À Mulhouse, une ancienne cheffe de service hospitalier a été condamnée après avoir fait analyser 684 prélèvements venus du Congo avec les moyens de l’hôpital. Elle affirme avoir voulu aider des malades. Une intention généreuse qui pose tout de même une question assez inconfortable.

Pendant près de trois ans, des prélèvements de tissus provenant de République du Congo ont été analysés dans le service d’anatomopathologie du GHRMSA, notamment pour rechercher d’éventuelles tumeurs.
La médecin à l’origine de ces analyses est elle-même originaire du Congo. Elle aurait commencé par rendre service à des proches, avant que les demandes se multiplient.
Au total : 684 prélèvements.
La médecin assure ne pas s’être enrichie personnellement. L’objectif, selon elle, était humanitaire. Elle avait même envisagé la création d’une association et d’un partenariat officiel.
Seulement voilà : les analyses ont été réalisées avec les équipements, les réactifs et le temps de travail du personnel de l’hôpital public, sans cadre autorisé.
Le tribunal a finalement retenu un préjudice matériel de 70 766,32 euros pour le GHRMSA.
Sur le principe, aider des patients qui disposent de moins de moyens pour accéder à certains diagnostics est difficilement critiquable.
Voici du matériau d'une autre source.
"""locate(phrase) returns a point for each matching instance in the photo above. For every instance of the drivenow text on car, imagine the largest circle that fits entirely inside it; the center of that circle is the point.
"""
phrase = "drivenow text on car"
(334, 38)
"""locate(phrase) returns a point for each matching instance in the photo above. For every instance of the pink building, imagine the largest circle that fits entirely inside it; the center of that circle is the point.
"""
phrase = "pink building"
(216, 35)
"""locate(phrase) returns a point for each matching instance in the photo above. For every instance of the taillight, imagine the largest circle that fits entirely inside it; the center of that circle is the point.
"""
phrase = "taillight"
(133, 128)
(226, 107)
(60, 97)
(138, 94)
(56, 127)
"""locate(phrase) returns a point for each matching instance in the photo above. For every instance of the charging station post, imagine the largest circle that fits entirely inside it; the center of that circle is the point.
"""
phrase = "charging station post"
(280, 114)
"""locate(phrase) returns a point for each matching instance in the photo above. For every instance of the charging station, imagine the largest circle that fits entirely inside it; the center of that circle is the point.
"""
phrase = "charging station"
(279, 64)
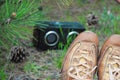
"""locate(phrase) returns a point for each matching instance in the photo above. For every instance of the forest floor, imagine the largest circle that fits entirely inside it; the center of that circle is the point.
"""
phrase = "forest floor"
(41, 65)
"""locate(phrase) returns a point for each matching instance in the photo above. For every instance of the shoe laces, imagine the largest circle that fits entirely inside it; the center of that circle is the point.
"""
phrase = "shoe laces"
(114, 72)
(83, 60)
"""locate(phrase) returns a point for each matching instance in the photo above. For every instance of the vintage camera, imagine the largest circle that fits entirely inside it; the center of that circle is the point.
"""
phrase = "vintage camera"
(47, 35)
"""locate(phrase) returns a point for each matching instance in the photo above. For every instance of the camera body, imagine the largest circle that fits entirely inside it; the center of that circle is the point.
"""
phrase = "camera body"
(47, 35)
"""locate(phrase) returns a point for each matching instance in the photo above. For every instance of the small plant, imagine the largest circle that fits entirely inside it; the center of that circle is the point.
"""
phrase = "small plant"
(15, 15)
(31, 68)
(3, 76)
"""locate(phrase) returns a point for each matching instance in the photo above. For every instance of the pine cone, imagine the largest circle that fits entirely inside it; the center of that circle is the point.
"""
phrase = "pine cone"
(18, 54)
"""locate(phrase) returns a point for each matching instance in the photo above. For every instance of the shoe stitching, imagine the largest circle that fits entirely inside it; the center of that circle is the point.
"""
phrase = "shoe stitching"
(115, 72)
(112, 71)
(75, 68)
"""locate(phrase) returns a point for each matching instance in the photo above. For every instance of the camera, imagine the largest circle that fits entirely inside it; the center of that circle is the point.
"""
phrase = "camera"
(48, 34)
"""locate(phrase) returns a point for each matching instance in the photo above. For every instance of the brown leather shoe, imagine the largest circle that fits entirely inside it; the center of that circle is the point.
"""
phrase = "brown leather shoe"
(81, 58)
(109, 62)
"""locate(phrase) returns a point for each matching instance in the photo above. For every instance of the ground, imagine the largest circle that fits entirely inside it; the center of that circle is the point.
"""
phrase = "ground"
(41, 65)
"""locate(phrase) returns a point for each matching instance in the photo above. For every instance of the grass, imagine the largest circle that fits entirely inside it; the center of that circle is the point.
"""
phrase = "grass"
(19, 27)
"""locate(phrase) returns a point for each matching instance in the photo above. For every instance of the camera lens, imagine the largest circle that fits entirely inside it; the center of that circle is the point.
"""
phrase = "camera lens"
(72, 35)
(51, 38)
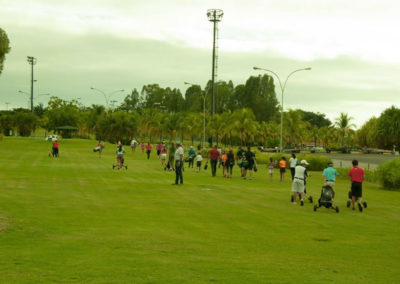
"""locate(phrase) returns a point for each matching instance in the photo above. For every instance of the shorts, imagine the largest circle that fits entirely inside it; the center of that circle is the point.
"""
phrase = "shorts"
(356, 189)
(249, 166)
(298, 185)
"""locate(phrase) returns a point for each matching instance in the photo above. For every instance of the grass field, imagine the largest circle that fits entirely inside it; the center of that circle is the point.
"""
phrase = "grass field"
(74, 219)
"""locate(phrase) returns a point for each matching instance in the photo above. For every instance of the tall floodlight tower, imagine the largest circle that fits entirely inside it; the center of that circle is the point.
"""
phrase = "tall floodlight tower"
(32, 61)
(215, 16)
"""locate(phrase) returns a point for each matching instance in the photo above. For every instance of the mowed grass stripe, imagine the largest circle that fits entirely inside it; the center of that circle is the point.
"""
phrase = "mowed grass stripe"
(74, 219)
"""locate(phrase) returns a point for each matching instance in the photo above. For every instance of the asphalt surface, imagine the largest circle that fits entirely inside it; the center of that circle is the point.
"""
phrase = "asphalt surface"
(370, 161)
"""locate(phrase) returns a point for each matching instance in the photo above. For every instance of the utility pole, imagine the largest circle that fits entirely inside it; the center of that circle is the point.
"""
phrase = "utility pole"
(215, 16)
(32, 61)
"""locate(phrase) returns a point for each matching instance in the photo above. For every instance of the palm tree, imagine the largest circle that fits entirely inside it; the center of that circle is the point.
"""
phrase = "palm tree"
(344, 125)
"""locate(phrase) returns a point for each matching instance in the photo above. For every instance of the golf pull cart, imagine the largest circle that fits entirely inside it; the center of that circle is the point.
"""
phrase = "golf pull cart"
(326, 199)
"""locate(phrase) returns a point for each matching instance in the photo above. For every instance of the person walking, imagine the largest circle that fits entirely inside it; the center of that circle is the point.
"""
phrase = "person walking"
(214, 157)
(298, 181)
(251, 162)
(282, 168)
(192, 155)
(148, 150)
(163, 157)
(120, 156)
(271, 166)
(134, 143)
(330, 175)
(240, 160)
(100, 147)
(224, 158)
(357, 176)
(230, 162)
(159, 147)
(171, 157)
(199, 159)
(142, 146)
(178, 156)
(292, 164)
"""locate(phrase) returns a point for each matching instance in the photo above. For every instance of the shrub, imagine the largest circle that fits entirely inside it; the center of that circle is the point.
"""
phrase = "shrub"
(388, 174)
(316, 163)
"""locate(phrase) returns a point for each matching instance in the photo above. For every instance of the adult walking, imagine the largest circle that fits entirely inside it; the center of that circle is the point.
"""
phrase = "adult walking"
(292, 164)
(298, 181)
(356, 175)
(178, 163)
(251, 162)
(282, 168)
(148, 150)
(230, 162)
(214, 156)
(330, 175)
(192, 155)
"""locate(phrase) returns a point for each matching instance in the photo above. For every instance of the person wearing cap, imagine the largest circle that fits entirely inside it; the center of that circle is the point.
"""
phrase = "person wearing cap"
(357, 176)
(330, 175)
(214, 157)
(298, 181)
(192, 155)
(178, 163)
(230, 162)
Mais lorsqu’on veut être généreux avec les machines, les consommables et le personnel d’un établissement public, l’affaire devient nettement moins simple.
La question qui fâche
Une intention humanitaire peut-elle justifier d’utiliser, sans autorisation, les moyens financés par l’hôpital public ?
Ou, formulé autrement : peut-on être généreux avec l’argent des autres ?
Sources
ICI Alsace — compte rendu du jugement du 7 septembre 2026.
Egora — condamnation et éléments relatifs aux analyses réalisées hors cadre autorisé.
Egora / AFP — ouverture de l’enquête et découverte de l’activité non déclarée en 2024.
Légifrance — réglementation relative à l’importation de tissus et cellules issus du corps humain.